Если нам попытаются указать, что люди являются вместилищем всяких противоречий, что у Иисуса времен Понтия Пилата могли существовать такие же непримиримые противоречия, как в учениях сотен мыслителей и учителей от Платона до Рескина, то мы в ответ на это можем привести следующее убедительное соображение. Противоречия, которые мы обнаруживаем в евангелиях, отнюдь не однородны с противоречиями в учении какого-нибудь Гегеля, Конта, Арнольда или Рескина. Евангельские противоречия имеют не логическое или психологическое происхождение, а историческое. Бесчисленные, грызущиеся между собою секты, сменяющиеся поколения, самые разнообразные и разномыслящие редакторы, составители и переписчики евангелий — вот кто авторы насквозь противоречивого иезуистского учения. Но кроме этого соображения у нас есть еще одно обстоятельство, которое делает немыслимым предположение о существовании единого автора пестрой, лоскутной евангельской проповеди. Обстоятельство это — полное молчание автора Павловых посланий об Иисусе, молчание тем более выразительное, что даже впоследствии интерполяторы посланий приписали Павлу знакомство лишь с одним ритуалом вечери. Даже мм очевидно не были известны остальные элементы иезуистского учения.
Если судить по посланиям Павла, то можно думать, что авторы их разумели не одного Иисуса, а нескольких: трех Иисусов, выступавших в качестве мессий и проповедников, одного Иисуса без всякого прозвища и эпитета, одного Иисуса, бывшего назореем, и, наконец, Иисуса, «идущего и пьющего». Но ведь все это — только бесформенные тени, загадочные образы, и приписывать им хотя бы одно какое-нибудь евангельское изречение столь же рискованно в научном отношении, как считать их реальными творцами евангельских чудес.
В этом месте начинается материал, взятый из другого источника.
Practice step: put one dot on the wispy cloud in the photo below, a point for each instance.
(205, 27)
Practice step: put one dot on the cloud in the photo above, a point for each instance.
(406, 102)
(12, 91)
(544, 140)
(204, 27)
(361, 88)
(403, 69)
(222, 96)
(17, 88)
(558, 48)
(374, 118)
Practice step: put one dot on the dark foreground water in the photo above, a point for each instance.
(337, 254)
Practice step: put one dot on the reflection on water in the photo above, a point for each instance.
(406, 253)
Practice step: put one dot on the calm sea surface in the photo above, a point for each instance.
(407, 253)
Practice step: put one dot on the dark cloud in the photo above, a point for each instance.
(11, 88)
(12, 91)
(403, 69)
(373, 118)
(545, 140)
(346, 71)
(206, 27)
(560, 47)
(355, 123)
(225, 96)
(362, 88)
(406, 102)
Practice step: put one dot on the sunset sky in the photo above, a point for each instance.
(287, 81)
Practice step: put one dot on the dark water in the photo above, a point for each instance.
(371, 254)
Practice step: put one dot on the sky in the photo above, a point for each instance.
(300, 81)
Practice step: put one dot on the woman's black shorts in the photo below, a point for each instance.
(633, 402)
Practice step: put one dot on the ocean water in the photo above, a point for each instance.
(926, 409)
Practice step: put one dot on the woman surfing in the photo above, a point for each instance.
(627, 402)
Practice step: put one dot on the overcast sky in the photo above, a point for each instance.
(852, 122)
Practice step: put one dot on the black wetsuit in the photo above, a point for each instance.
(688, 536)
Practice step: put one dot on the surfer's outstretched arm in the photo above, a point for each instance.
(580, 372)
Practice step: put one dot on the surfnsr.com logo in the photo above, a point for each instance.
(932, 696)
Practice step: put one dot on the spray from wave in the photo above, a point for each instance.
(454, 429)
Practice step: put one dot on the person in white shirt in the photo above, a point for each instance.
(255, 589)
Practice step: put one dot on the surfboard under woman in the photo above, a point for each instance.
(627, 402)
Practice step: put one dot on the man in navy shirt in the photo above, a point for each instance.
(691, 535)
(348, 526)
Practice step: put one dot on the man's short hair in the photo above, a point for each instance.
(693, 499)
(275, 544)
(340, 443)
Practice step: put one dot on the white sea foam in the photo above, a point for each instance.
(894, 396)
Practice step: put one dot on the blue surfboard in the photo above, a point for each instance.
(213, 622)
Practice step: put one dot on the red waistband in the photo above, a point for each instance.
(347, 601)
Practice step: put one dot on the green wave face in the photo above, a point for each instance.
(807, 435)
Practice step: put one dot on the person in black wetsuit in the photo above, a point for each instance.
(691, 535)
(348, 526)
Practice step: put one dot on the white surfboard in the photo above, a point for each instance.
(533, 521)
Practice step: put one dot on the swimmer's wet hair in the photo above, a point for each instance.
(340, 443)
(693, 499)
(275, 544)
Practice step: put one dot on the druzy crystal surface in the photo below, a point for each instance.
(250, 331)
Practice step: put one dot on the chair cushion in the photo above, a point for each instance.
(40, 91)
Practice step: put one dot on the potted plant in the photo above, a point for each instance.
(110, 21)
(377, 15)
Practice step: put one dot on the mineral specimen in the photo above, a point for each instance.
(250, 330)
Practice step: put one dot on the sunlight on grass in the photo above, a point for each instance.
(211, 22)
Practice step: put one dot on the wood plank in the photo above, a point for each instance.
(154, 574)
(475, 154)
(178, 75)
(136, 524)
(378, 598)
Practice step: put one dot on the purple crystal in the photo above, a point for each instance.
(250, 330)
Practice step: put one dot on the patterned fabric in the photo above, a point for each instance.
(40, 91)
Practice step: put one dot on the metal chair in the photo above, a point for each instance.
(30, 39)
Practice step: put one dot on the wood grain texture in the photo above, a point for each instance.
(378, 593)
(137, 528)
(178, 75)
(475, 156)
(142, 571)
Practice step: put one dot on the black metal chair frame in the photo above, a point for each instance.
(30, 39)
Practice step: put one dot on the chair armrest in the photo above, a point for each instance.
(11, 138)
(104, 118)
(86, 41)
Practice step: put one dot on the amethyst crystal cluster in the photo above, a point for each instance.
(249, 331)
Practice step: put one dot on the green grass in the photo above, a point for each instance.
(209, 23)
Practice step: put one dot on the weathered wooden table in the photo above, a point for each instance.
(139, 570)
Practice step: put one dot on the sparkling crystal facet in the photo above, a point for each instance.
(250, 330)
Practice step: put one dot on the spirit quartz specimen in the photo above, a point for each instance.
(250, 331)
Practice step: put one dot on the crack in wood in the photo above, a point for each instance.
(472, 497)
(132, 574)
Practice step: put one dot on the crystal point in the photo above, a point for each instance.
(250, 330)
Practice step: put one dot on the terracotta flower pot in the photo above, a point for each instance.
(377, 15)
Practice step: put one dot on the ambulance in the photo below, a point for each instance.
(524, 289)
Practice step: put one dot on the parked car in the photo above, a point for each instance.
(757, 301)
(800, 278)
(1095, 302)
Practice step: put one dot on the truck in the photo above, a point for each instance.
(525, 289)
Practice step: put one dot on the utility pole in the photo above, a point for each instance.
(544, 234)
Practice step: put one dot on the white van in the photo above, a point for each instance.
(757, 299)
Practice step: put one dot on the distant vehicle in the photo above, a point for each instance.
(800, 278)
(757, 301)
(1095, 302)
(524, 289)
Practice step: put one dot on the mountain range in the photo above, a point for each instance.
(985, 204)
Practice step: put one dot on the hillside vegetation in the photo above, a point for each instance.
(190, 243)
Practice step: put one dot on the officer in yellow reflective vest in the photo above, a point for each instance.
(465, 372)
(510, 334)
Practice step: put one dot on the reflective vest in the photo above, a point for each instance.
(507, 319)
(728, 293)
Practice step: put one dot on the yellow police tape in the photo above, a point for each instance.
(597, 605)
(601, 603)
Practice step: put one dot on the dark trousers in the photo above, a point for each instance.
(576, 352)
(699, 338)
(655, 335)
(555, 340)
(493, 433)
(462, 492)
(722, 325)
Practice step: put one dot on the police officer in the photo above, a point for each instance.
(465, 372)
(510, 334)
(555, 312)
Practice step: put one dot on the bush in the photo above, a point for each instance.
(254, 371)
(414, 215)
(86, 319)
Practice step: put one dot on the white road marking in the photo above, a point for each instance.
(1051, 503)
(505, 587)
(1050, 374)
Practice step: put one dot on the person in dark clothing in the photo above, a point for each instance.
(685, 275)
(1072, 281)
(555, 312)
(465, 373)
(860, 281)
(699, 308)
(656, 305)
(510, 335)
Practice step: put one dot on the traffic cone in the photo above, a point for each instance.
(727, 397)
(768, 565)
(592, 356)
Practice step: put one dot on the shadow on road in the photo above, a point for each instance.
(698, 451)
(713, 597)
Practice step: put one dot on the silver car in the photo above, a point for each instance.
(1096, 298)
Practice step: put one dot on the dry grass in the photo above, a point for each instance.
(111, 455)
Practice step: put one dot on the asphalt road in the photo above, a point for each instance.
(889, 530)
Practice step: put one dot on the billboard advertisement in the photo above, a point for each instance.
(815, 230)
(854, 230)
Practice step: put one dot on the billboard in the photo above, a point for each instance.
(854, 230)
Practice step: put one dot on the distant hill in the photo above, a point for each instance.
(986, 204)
Пред опытным изощренным взором науки проповеди Иисуса, как и его чудеса, очень быстро обнаруживают свое мифическое происхождение. Когда мы узнаем, на что способно мифотворческое воображение людей, у нас не остается буквально никакого основания думать, что бы хоть один элемент мозаического образа евангельского Иисуса имел хотя бы самое отдаленное отношение к какой-нибудь реальной личности некоего, странствовавшего по Палестине» проповедника.
Люди, которые силою своего творческого воображения построили на языческой основе ново-иудейский культ мессии-полубога, могли тем же логическим путем создать идею «сына человеческого», который там-то и тогда-то «ел и пил», каким они из разрозненных наиболее возвышенных элементов иудейской этики создали суровый культ спасителя, принесшего себя в жертву ради людей. Затем могли выступить на сцену какие-нибудь сектанты этого культа, которые превратили проповедника Иисуса в такого же назорея, как они сами, и приписали ему свои собственные учения. Другая же группа сектантов могла назвать себя «назарянами» (от слова «нецер»), поклонниками мистической «ветви», наконец, возможно, что эта группа из оппозиции к «назореям», назвала себя «назарянами» и для того, чтобы отмежеваться от назореев производила свое название от мифического Назарета. Только тогда, когда нам кто-нибудь сумеет определить формальные или прагматические границы мифотворческого процесса, только тогда мы, может быть, сумеем найти в легенде Иисуса крупинку подлинной исторической действительности, н о никак не ранее.
Никакой исторический или логический метод не дает нам пока никакого права накладывать на то или иное выражение евангелий штамп подлинности и историчности. Ибо всякое наше подобное заключение будет страдать тем petitio principii, которое мы обнаруживаем в выводах Джона Милля, подобно Арнольду ограничившегося в своих рассуждениях об историчности Иисуса простым беглым обзором содержания евангелий.